Tensorflow Deep Learning on AWS EC2
by Ru Kein
Configure AWS Deep Learning EC2 Container image for TensorFlow model training on a CPU instance with Python 3.6 and run a machine learning model.
IAM Policy
Navigate to AWS IAM Console and select or create a user. Add the following permissions under Attach Existing Policies Directly:
- ECS_FullAccess
Add inline policy and save as ECR:
{
"Version": "2012-10-17",
"Statement": [
{
"Action": "ecr:*",
"Effect": "Allow",
"Resource": "*"
}
]
}
Create EC2 Instance on AWS console
Navigate to EC2 console and launch an Amazon EC2 instance.

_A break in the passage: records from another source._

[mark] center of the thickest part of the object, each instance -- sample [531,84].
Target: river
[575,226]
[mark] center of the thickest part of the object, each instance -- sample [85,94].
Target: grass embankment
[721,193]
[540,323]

- Select AWS Deep Learning Base AMI
I use the Amazon Linux one here because I prefer Debian (it’s pretty much Amazon’s version of a Debian image) but you can also choose the Ubuntu version.
Select instance type:
- c5.large
Click LAUNCH !
Create or select a key pair. You can look up how to do this if you’re not sure…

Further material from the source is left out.